All the while I dated many musicians and when those relationships would go south, Don was always there to console me. I would call Don to pick me up at some party at 2:00 a.m. when I’d had a fight with my then boyfriend. After one particular break up, Don said, come to the New Orleans Jazz fest with me and the gang. It’ll be fun. Off we went to Nola and yes, it was a blast. While there we were in Jackson Square and enjoying some beignets on a park bench, he asked me to marry him. “What? Are you crazy? We haven’t even dated, we’re friends, I don’t think of you that way,” I said…He said, “well could we date then? Could you think of me that way?” I thought, okay let’s see what happens.
So, we started dating, and it was great. It was weird and wacky and wonderful. One year later we went to the New Orleans Jazz Fest again and he asked me in Jackson Square, will you marry me. Yes, I will marry you.

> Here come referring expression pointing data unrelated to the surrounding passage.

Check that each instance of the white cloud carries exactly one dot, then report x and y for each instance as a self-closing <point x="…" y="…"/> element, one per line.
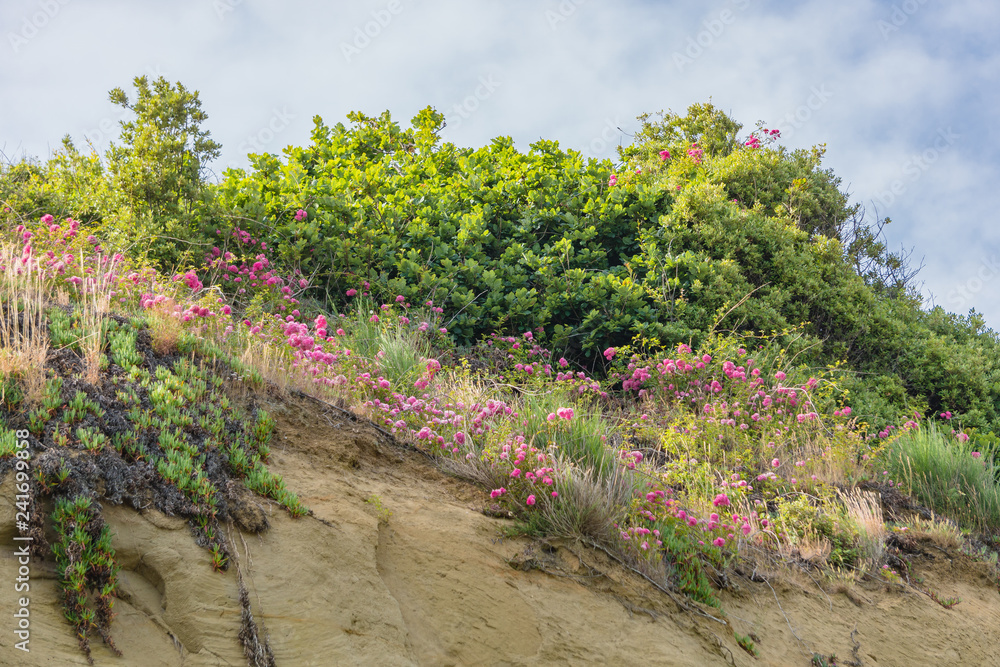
<point x="569" y="70"/>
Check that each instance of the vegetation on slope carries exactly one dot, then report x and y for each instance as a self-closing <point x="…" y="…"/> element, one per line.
<point x="698" y="358"/>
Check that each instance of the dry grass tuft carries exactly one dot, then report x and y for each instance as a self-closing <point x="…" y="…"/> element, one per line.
<point x="24" y="341"/>
<point x="864" y="509"/>
<point x="942" y="532"/>
<point x="164" y="327"/>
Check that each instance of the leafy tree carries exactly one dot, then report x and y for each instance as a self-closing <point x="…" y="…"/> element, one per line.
<point x="159" y="164"/>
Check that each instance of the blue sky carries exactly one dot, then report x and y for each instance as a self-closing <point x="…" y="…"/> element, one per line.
<point x="902" y="93"/>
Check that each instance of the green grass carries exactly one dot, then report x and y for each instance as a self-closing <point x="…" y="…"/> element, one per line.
<point x="941" y="473"/>
<point x="578" y="440"/>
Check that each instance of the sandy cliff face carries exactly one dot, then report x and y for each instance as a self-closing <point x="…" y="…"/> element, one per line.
<point x="435" y="585"/>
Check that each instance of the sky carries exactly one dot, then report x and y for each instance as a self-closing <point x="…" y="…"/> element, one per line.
<point x="903" y="94"/>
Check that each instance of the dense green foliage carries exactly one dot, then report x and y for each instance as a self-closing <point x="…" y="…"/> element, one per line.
<point x="696" y="230"/>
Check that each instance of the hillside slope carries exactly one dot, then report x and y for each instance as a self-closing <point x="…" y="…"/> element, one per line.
<point x="435" y="585"/>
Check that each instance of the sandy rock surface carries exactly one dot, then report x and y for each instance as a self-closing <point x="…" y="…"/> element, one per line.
<point x="436" y="585"/>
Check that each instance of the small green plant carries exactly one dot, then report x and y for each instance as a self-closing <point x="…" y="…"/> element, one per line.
<point x="381" y="511"/>
<point x="746" y="644"/>
<point x="946" y="474"/>
<point x="91" y="440"/>
<point x="8" y="443"/>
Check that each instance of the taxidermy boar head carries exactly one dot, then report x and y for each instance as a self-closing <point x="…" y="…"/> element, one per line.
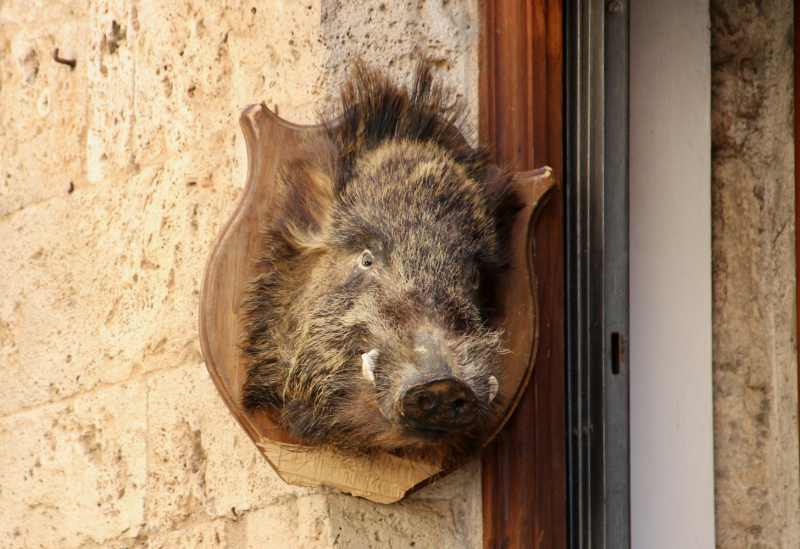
<point x="368" y="328"/>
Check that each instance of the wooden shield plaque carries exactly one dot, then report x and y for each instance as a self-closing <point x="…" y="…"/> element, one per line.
<point x="231" y="265"/>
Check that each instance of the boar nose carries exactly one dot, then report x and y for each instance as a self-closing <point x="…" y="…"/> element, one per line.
<point x="442" y="403"/>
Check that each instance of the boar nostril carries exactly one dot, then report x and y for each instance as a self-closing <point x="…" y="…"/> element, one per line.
<point x="425" y="402"/>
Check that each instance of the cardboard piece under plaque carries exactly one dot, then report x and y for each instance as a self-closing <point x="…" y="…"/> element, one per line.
<point x="230" y="267"/>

We were packing up his stuff to move him to my house and up in the closet I found a wrapped Christmas present. Weird thing to find. “What’s this,” I asked? That’s the Christmas present you gave me when we broke up in SC. He had not opened it, he had packed it and taken it with him 2,000 miles all the way to TX. Love sick, romantic at heart. We sat there on the bed and opened the present. A set of flannel sheets I don’t even remember buying. A lot of good those would do us in Texas.
We got married on October 18th 1986, 35 years ago. It was many years later that I found out that my first date with Danny at the Braves game, I sat in Don’s seat. They were his tickets, he had given them to Danny because Don’s grandfather had died and he had to go home to Orlando for the funeral. In 1982, I sat in my future husband’s baseball seat.
I think about how baseball, music, and love brought this man into my life. Donnie, love you more than you can ever imagine.